| Fröhlich tanzen "Die Bremer Stadtmusikanten" Ein Märchen als Ballett für Kinder. Mit den getanzten Bremer Stadtmusikanten beschreitet Schwerin erneut neue Wege. Mutig, erfolgreich.
Die erste, prägende Erfahrung mit dem Theater war für viele Theater-Fans das Weihnachtsmärchen. In der Regel war es das Schauspiel, manchmal das Musiktheater, selten das Ballett.
Das Mecklenburgische Staatstheater Schwerin bietet mit „Frau Holle", der Oper „Hänsel und Gretel" und nun den getanzten Stadtmusikanten in dieser Spielzeit in allen drei Sparten Märchenhaftes. Nach der Premiere des Märchenballetts „Die Bremer Stadtmusikanten" am Sonnabend im E-Werk, nach dem kräftigen, von lautstarkem Fuß-Getrampel unterstützten Applaus, muss man kein Prophet sein, um auch dieser Form des Märchens Erfolg vorherzusagen.
Davina Kramer und Robert Viehweg - Tänzer der Schweriner Ballett-Compagnie - haben zu Musikcollaqen aus Kompositionen von Schostakowitsch, Tschaikowski, Mozart, Salieri, Bizet u. a. eine eigene Fassung des alten Märchens choreografiert. Sie erweitern die Geschichte, indem sie vier weitere Märchen mit einbeziehen: Jedes Tier, das nach Bremen will, kommt aus einem anderen Märchen angetanzt: Der Esel hat in „Tischlein, deck dich!" keine Lust mehr, Goldtaler zu spucken. Der Hund ist Freund und Trostspender von „Aschenputtel". Als Aschenputtel Prinzessin wird, bleibt der Hund zurück.
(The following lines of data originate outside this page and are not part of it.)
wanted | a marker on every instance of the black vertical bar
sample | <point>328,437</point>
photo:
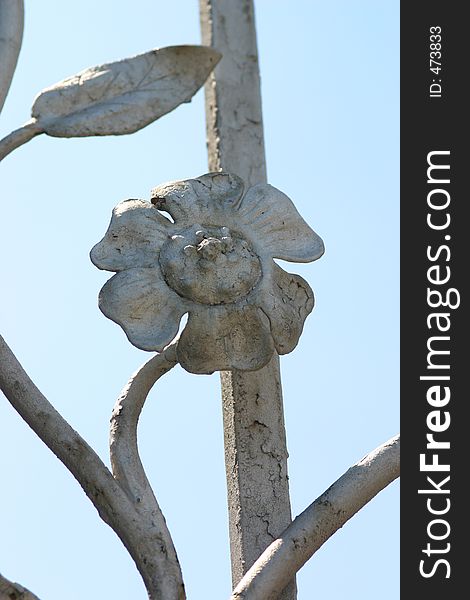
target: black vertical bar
<point>435,250</point>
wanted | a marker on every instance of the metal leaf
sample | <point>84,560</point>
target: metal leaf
<point>11,35</point>
<point>124,96</point>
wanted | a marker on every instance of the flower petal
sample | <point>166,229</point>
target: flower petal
<point>278,226</point>
<point>287,302</point>
<point>144,306</point>
<point>134,237</point>
<point>220,338</point>
<point>206,199</point>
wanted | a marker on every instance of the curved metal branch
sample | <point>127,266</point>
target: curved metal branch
<point>125,460</point>
<point>151,550</point>
<point>127,466</point>
<point>309,531</point>
<point>11,36</point>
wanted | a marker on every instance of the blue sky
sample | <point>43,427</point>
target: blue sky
<point>330,86</point>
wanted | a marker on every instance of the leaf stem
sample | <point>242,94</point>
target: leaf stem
<point>19,137</point>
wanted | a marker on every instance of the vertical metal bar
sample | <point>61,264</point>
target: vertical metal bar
<point>255,441</point>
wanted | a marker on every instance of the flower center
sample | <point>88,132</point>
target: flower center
<point>210,265</point>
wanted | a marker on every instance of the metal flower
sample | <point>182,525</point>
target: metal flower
<point>213,260</point>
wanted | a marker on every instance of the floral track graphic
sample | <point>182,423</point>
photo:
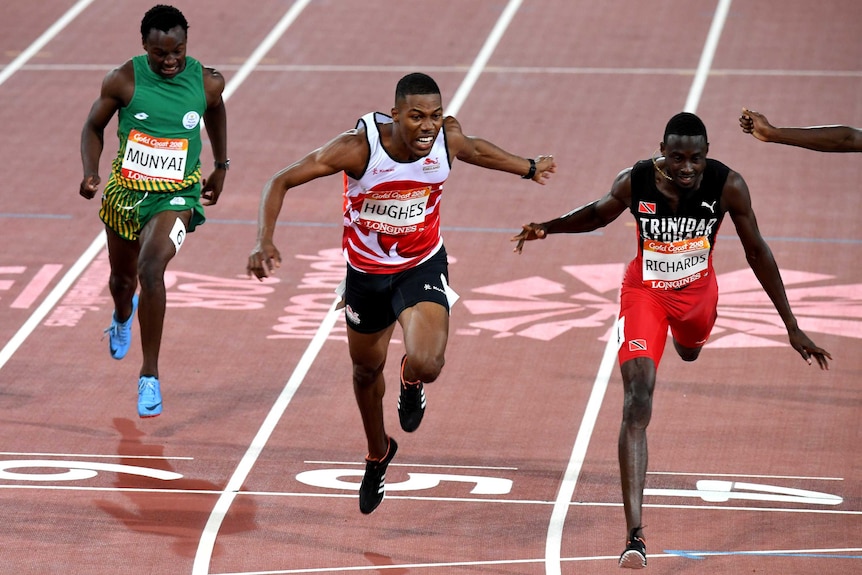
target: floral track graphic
<point>540,308</point>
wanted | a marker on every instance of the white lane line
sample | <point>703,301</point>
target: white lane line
<point>436,466</point>
<point>707,55</point>
<point>90,455</point>
<point>553,542</point>
<point>554,539</point>
<point>203,555</point>
<point>826,553</point>
<point>51,300</point>
<point>40,42</point>
<point>748,475</point>
<point>482,58</point>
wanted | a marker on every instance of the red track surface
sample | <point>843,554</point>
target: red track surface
<point>593,83</point>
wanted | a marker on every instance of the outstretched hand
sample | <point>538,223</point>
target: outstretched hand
<point>807,349</point>
<point>545,166</point>
<point>754,123</point>
<point>211,187</point>
<point>263,260</point>
<point>529,232</point>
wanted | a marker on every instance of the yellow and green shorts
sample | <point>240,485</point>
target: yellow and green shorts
<point>127,211</point>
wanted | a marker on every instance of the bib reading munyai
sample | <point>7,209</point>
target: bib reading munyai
<point>675,247</point>
<point>392,210</point>
<point>159,130</point>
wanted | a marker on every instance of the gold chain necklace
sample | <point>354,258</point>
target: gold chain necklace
<point>659,170</point>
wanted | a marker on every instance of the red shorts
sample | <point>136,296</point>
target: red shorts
<point>646,314</point>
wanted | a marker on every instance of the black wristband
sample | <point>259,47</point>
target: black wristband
<point>529,175</point>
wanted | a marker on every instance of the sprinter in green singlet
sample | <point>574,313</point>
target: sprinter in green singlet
<point>155,194</point>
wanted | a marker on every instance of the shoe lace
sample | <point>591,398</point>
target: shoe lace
<point>411,395</point>
<point>147,389</point>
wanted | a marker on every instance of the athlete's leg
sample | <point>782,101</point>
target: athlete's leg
<point>426,332</point>
<point>693,316</point>
<point>157,249</point>
<point>638,384</point>
<point>368,354</point>
<point>123,280</point>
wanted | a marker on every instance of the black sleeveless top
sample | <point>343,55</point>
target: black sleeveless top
<point>675,248</point>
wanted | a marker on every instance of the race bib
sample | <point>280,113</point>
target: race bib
<point>395,212</point>
<point>672,265</point>
<point>151,158</point>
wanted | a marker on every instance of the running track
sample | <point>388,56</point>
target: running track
<point>254,465</point>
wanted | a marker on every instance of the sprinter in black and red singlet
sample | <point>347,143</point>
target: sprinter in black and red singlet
<point>678,201</point>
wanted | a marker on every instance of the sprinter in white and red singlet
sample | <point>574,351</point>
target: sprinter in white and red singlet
<point>395,167</point>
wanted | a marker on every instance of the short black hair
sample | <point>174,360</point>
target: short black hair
<point>414,84</point>
<point>685,124</point>
<point>162,17</point>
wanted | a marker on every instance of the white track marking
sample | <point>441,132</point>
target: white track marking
<point>53,297</point>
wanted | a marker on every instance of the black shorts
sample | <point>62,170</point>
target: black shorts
<point>373,302</point>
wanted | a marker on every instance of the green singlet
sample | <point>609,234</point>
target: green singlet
<point>157,167</point>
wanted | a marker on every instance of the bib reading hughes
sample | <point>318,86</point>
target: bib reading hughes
<point>391,212</point>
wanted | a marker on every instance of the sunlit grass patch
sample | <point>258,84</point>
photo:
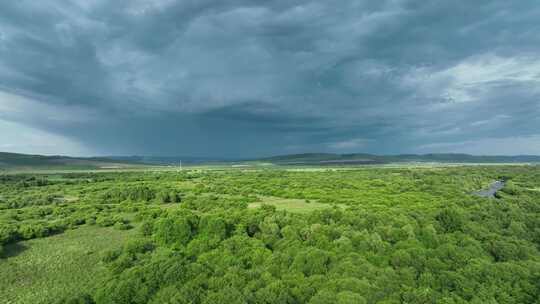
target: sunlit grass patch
<point>41,270</point>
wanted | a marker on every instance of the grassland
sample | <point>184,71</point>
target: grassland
<point>377,234</point>
<point>45,269</point>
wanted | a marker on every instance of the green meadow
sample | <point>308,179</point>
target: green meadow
<point>377,234</point>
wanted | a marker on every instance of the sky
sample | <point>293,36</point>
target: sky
<point>258,78</point>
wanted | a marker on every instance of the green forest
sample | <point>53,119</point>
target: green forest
<point>277,235</point>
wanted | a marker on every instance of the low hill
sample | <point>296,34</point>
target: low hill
<point>363,158</point>
<point>16,161</point>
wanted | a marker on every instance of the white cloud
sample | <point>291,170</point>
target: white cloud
<point>474,78</point>
<point>15,137</point>
<point>488,146</point>
<point>20,108</point>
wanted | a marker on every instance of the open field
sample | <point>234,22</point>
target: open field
<point>377,234</point>
<point>45,269</point>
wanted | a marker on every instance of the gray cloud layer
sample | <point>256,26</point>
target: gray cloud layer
<point>248,78</point>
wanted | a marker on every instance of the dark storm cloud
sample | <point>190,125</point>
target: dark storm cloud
<point>246,78</point>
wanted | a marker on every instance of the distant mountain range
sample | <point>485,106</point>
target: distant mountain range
<point>363,158</point>
<point>25,161</point>
<point>18,161</point>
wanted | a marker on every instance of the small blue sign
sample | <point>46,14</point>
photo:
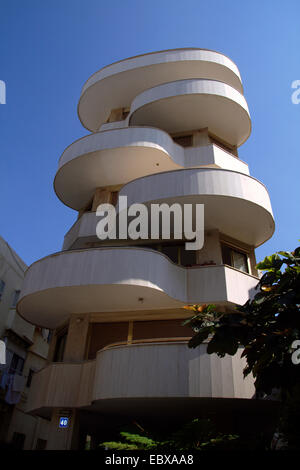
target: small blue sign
<point>63,422</point>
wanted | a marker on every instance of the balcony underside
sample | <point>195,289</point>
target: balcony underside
<point>234,203</point>
<point>116,157</point>
<point>115,279</point>
<point>140,373</point>
<point>194,104</point>
<point>116,85</point>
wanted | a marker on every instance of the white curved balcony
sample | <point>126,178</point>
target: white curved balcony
<point>165,370</point>
<point>236,204</point>
<point>118,156</point>
<point>185,105</point>
<point>114,279</point>
<point>116,85</point>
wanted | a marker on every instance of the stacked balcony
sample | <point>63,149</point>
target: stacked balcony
<point>165,127</point>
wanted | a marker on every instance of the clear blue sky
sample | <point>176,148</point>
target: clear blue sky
<point>48,49</point>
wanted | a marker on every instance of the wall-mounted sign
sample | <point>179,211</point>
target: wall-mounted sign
<point>63,422</point>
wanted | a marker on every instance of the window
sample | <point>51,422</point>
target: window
<point>18,440</point>
<point>2,286</point>
<point>29,378</point>
<point>184,140</point>
<point>172,251</point>
<point>16,364</point>
<point>60,347</point>
<point>16,296</point>
<point>236,259</point>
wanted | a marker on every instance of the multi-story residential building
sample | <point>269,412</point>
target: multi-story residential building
<point>165,128</point>
<point>26,352</point>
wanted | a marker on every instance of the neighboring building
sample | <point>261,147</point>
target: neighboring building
<point>26,353</point>
<point>166,127</point>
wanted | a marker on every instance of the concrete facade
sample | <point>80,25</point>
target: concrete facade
<point>26,353</point>
<point>166,127</point>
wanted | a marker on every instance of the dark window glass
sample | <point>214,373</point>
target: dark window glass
<point>2,286</point>
<point>18,440</point>
<point>171,251</point>
<point>187,257</point>
<point>60,347</point>
<point>16,365</point>
<point>235,258</point>
<point>16,296</point>
<point>29,378</point>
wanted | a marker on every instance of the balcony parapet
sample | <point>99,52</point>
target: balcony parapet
<point>141,370</point>
<point>114,279</point>
<point>116,85</point>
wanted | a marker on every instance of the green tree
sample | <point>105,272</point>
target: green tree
<point>199,434</point>
<point>268,328</point>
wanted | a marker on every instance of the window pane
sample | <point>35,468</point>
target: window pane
<point>226,255</point>
<point>15,298</point>
<point>239,261</point>
<point>187,257</point>
<point>2,285</point>
<point>171,251</point>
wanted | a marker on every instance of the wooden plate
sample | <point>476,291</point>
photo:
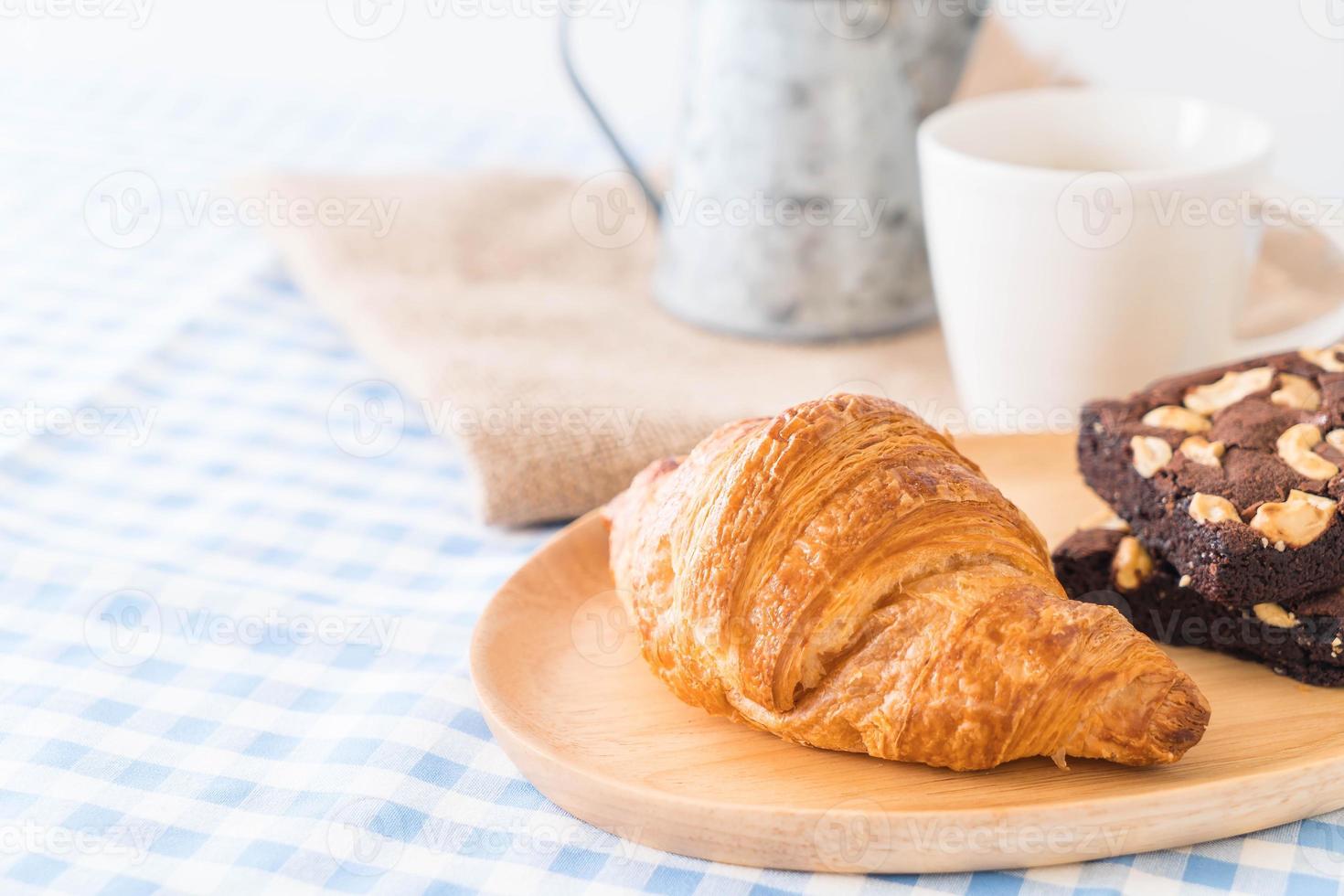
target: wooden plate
<point>571,700</point>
Ähnlich ergeht es der Katze, die als „Gestiefelter Kater" mit viel Raffinesse den Müllerburschen zum Schwiegersohn des Königs machte. Die Herrschaften ziehen ab und zurück bleibt eine traurige Katze. Aber nicht resignieren, mit Esel und Hund macht sich die Mieze auf den Weg nach Bremen - wobei noch der Hahn dazuflattert, der im Auftrag von „Frau Holle" Gold und Pech über die Marien verteilte. Das tierische Quartett ist komplett.
Allerdings gilt es auf dem Weg nach Bremen noch ein ziemliches Abenteuer zu bestehen: Die Räuber - eine unorganisierte, verfressene Bande -müssen aus ihrer Hütte verjagt und das Häuschen verteidigt werden. Natürlich schaffen das die Freunde und nach 45 tänzerischen Minuten gibt es ein fröhliches Märchen-Ende.
Klar und übersichtlich, absolut verständlich für Kinder, ist das Ballett choreografiert, aber dennoch nicht ohne technische, tänzerische Schwierigkeiten, die von den Tänzerinnen und Tänzern überzeugend gemeistert werden. Julio Miranda ist ein melancholischer, aber starker Esel, Simon Herrn ein freundlicher, tollpatschiger Hund, der ritterlich die anmutige, kapriziöse Katze von Silvia Pisani umsorgt. Annelies Waller als Hahn flattert keck, aufmerksam, kampfeslustig durch die Szene. Das gesamte Ensemble charakterisiert seine Parts mit Stil und Charme, Witz und Augenzwinkern. Lob für das fantasievolle Bühnenbild von Ullrich Altermann, auch für die Kostüme von Bettina Lauer und für die Arbeit der Maske.
So, wie die Stadtmusikanten in Schwerin getanzt werden, sind sie beste Unterhaltung und ja - Anstoß für eine lebenslange Theaterbegeisterung.